Rach, I hope you don’t mind, but Joshua is on our list somewhere too (if God blesses us with a bunch of boys, we’re highly likely to have a Joshua in there). It gets harder and harder to find names when everyone gets to the baby stage of life before you. So there’s bound to be repeats… it’s actually a compliment, you did a good job picking names. Just as Scott and I still love the name Jacob ( my nephew is Jacob), and the girl’s name Lily (one of our friend’s baby). Scott has a list a mile long of all family names he wants to use, so I suppose adoption will happen at some point along the road.

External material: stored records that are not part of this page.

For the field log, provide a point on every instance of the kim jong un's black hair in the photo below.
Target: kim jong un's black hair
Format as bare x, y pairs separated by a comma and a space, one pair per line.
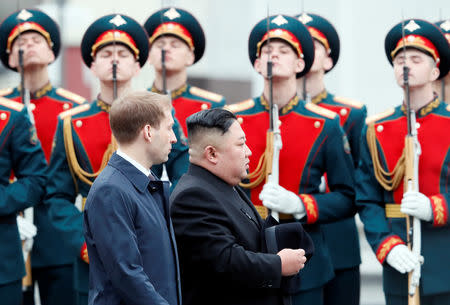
217, 118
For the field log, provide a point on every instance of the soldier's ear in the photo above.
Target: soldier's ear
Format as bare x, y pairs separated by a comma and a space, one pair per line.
327, 63
210, 154
299, 66
137, 68
257, 65
434, 73
190, 59
12, 61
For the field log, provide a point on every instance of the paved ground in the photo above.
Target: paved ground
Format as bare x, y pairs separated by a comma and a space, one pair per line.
371, 281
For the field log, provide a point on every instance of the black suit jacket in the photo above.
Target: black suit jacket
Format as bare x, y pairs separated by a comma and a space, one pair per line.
218, 232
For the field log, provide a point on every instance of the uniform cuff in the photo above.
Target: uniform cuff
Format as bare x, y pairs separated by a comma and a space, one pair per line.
386, 246
83, 253
439, 206
311, 208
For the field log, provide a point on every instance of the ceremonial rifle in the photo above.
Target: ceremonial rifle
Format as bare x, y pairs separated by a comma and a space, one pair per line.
411, 182
273, 174
114, 64
268, 165
28, 214
163, 60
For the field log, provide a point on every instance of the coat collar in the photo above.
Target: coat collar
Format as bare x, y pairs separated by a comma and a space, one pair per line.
137, 178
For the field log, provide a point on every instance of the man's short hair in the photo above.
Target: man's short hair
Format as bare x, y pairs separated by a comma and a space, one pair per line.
131, 112
218, 120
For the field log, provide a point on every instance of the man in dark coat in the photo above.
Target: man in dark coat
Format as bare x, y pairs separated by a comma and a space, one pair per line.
217, 228
129, 235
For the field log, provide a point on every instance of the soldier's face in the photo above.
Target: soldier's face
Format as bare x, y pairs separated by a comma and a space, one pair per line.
162, 139
127, 66
233, 155
322, 62
178, 55
422, 68
285, 61
36, 51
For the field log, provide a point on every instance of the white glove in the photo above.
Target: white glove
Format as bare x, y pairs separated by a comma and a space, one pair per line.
27, 230
416, 204
402, 259
277, 198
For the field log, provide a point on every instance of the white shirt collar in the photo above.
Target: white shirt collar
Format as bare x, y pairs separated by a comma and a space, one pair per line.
136, 164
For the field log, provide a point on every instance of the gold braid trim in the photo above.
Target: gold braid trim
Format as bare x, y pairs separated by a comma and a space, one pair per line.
75, 167
264, 167
388, 180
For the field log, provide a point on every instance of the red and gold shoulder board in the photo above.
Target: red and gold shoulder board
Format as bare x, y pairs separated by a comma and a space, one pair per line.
320, 110
78, 99
74, 111
11, 104
206, 94
379, 116
6, 91
348, 102
241, 106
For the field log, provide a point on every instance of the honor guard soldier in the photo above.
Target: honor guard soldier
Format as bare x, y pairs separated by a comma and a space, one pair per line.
34, 33
313, 144
385, 203
442, 86
20, 152
177, 41
114, 47
341, 237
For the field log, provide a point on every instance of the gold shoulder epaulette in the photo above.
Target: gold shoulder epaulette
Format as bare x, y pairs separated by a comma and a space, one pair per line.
206, 94
320, 110
70, 95
73, 111
379, 116
241, 106
6, 91
349, 102
11, 104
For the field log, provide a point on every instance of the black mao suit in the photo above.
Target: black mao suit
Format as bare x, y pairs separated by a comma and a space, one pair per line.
218, 233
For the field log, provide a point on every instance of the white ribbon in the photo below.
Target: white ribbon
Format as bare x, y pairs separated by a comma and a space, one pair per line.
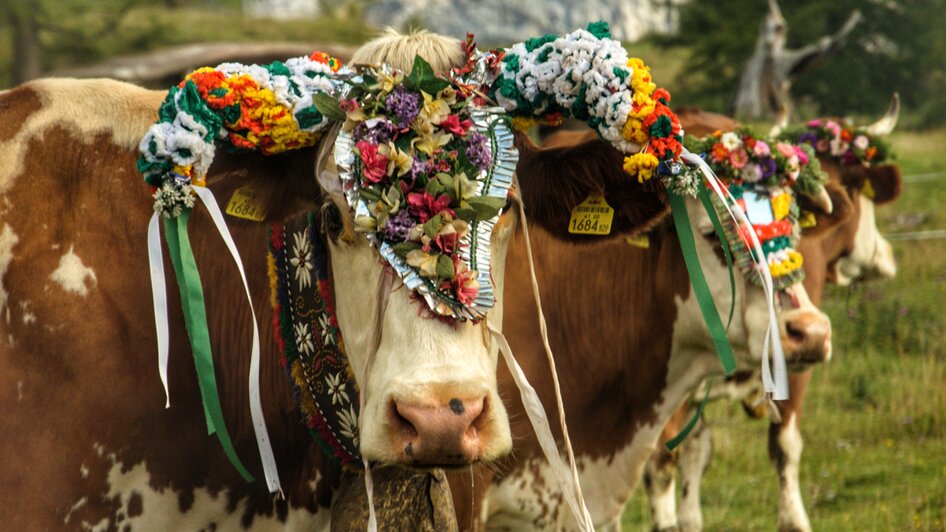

I know this blog is all over the place, but because our phone call got cut off on Saturday, I feel bad that I didn’t get the story on what’s going on in your lives. I feel like I dominated the conversation a bit, answering the fire of questions and all. It was wonderful anyhow to hear your voices, and it really felt good to know that your with me along this journey. I’m so blessed to have friends who remain friends over time and distance. Trust, honesty, caring, and love. Those are the benchmarks of the friendship I have with each of these girls. We have our disagreements and arguments (sometimes we don’t talk for a couple of years), but that’s all they are, disagreements, they aren’t friendship endings, they are a small blip on the radar.
I’d love to have those kind of friendships by the time we leave the World Race. As I turn over this new leaf of actually letting people in, and doing the tough stuff of relationships, I’m looking forward to lifetime friendships (not to replace, as those 5 girls are irreplacable) to cultivate.